И, действительно, другие молодые женщины, чувствовавшие себя в Германии иностранками, краснели, как если бы у них не оставалось иного средства скрыть улыбку, которую вызывала у них эта светская эклога[566], «героизму» немецкой жизни и блеску этой горделивой плоти, этих элегантных туалетов. Или как если бы они в глубине своего сознания чувствовали себя подобными остальным и виновными, как они.

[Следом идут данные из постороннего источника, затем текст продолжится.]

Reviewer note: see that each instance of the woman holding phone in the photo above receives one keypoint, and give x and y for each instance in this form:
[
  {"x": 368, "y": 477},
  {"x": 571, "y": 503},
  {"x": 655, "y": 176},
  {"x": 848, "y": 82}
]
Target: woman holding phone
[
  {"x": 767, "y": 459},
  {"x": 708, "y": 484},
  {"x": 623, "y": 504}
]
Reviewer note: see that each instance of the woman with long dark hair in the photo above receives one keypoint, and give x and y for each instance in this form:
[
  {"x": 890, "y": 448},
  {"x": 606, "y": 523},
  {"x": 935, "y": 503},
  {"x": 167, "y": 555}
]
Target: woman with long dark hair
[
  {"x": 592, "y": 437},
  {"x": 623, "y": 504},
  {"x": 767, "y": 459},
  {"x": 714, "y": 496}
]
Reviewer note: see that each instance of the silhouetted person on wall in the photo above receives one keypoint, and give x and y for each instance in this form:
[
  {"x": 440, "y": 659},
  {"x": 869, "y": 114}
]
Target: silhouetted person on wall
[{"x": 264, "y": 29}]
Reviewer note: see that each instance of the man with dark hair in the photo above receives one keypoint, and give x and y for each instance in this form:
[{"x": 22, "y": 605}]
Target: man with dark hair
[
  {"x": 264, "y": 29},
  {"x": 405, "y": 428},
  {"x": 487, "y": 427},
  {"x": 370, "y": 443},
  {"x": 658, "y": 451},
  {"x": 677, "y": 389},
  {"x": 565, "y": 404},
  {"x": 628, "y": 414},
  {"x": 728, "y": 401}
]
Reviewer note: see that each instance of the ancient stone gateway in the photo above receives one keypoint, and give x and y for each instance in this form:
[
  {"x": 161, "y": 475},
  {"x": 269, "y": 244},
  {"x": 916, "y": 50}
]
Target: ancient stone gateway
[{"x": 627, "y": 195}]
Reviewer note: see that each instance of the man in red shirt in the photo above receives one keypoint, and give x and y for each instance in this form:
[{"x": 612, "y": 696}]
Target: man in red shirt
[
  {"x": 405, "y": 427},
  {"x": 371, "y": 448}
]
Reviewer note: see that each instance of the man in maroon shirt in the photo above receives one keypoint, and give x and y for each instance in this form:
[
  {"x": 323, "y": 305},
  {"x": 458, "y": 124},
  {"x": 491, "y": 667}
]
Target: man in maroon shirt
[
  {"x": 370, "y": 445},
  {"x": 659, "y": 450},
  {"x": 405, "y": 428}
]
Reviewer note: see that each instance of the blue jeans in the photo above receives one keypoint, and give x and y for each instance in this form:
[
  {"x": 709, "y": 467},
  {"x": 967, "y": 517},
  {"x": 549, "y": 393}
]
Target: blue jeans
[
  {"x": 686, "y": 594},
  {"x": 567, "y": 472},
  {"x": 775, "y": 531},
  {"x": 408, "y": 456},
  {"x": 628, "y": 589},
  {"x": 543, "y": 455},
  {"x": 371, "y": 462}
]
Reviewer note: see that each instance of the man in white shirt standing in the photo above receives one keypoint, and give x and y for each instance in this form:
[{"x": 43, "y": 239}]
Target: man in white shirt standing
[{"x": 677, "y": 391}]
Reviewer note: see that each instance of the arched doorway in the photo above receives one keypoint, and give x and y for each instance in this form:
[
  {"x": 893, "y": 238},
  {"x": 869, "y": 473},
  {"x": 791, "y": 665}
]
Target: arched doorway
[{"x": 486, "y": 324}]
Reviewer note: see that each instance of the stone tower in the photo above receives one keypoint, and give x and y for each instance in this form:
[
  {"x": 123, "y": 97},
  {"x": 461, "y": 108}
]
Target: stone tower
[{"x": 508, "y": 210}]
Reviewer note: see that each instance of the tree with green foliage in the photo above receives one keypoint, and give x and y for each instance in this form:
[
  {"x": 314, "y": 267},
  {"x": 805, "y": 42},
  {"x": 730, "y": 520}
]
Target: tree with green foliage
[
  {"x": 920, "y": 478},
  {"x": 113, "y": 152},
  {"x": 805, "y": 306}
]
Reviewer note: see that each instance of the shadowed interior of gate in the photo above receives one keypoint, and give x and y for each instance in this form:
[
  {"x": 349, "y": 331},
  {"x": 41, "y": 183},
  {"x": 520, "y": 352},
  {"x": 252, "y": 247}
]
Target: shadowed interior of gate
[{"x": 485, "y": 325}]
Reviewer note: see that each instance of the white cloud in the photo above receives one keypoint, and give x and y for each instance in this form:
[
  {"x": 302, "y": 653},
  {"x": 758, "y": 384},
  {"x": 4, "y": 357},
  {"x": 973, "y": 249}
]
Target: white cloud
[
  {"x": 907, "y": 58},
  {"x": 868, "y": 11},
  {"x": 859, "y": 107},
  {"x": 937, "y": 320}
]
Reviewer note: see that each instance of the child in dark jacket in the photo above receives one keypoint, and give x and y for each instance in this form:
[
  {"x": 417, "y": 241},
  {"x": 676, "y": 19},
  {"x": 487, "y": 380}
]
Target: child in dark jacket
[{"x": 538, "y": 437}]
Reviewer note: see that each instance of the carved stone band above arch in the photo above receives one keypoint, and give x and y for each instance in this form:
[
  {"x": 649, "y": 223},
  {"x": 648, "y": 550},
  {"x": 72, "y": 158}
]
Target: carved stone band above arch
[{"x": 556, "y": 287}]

Я видел сидящую напротив меня, между графом Дорнбергом и бароном Эдельштамом, женщину, уже не находившуюся в цвете лет и улыбавшуюся усталой улыбкой легкомысленным и злым словам Вероники и остальных дам из ее компании. Я ничего не знал о ней, кроме того, что она была итальянкой и что ее девичья фамилия была Антинори, и что она вышла замуж за крупного чиновника Министерства иностранных дел Райха, имя которого часто встречалось в немецкой политической хронике: барона Брауна фон Штума, имевшего титул посла. Я со страдальческой симпатией смотрел на ее усталое лицо, осунувшееся, но минутами все еще молодое, ее светлые глаза, затуманенные и мягкие, будто стыдящиеся втайне, и тонкие морщинки, окружавшие ее виски и рот, печальный и горький. Итальянское изящество ее лица еще не совсем угасло, так же, как и нежная мечтательность, которая присутствует во взоре итальянских женщин и которая иногда кажется взглядом любви, позабытым между полусомкнутых ресниц. Время от времени она смотрела на меня, и я чувствовал, что ее взгляд останавливается на мне как признание ее заброшенности, которое выдавало мне тайну ее смятения. Я стал замечать, что она была предметом недоброжелательного внимания Вероники и ее приятельниц. Они с чисто женской иронией наблюдали ее простое платье, ногти без лака, брови не выщипанные и не удлиненные, губы не напомаженные, как будто им доставляло лукавое удовольствие обнаруживать на лице и во всей фигуре Джозефины фон Штум тревогу и страх, немного отличавшиеся от их тревоги, их страха, печаль не немецкую, отсутствие этой гордости нищетой других, в которую они так подчеркнуто облачались. Но мало-помалу я стал улавливать тайный смысл этого взгляда, в котором мне удалось заметить немую мольбу, как будто она просила меня о помощи и дружбе.

Сквозь слегка затуманенные стекла замерзшее Ванзее[567] казалось огромной бляхой из блестящего мрамора, где линии, прорезанные коньками и парусными санями, начертали таинственные изречения. Черневшая в лунном свете высокая стена лесов окружала озеро, точно стена тюрьмы. Вероника вспоминала о зимнем солнце на Капри, о каприотских днях Эдды Чиано и ее легкомысленного двора.

— Это просто невероятно, — говорил Дорнберг, — какими людьми окружает себя графиня Чиано. Я не видел ничего подобного даже в Монте-Карло, возле старых дам и жиголо[568].

— В сущности, Эдда и есть старая дама! — сказала Агата.

— Но ей всего лишь тридцать лет, — воскликнула княгиня фон Т.

— Тридцать лет, — настаивала Агата, — это много для тех, кто никогда не был молод. — И она добавила, что графиня Чиано никогда не была молодой, что она уже была старухой, что у нее склад мышления, характер, капризные и деспотические настроения старой женщины. И, как эти старые дамы, которые окружают себя улыбающимися лакеями, помимо услужливых друзей и покладистых любовников, она не выносила около себя никого, кроме подозрительных субъектов, способных забавлять и развлекать ее.

— Это невероятно печальная женщина, — заключила она, — ее злейший враг — скука. Она проводит целые ночи, играя в кости, как какая-нибудь негритянка из Гарлема. Это, в своем роде, мадам Бовари. Вы можете себе представить, что получилось бы из Эммы Бовари[569], если бы она ко всему была еще и дочерью Муссолини?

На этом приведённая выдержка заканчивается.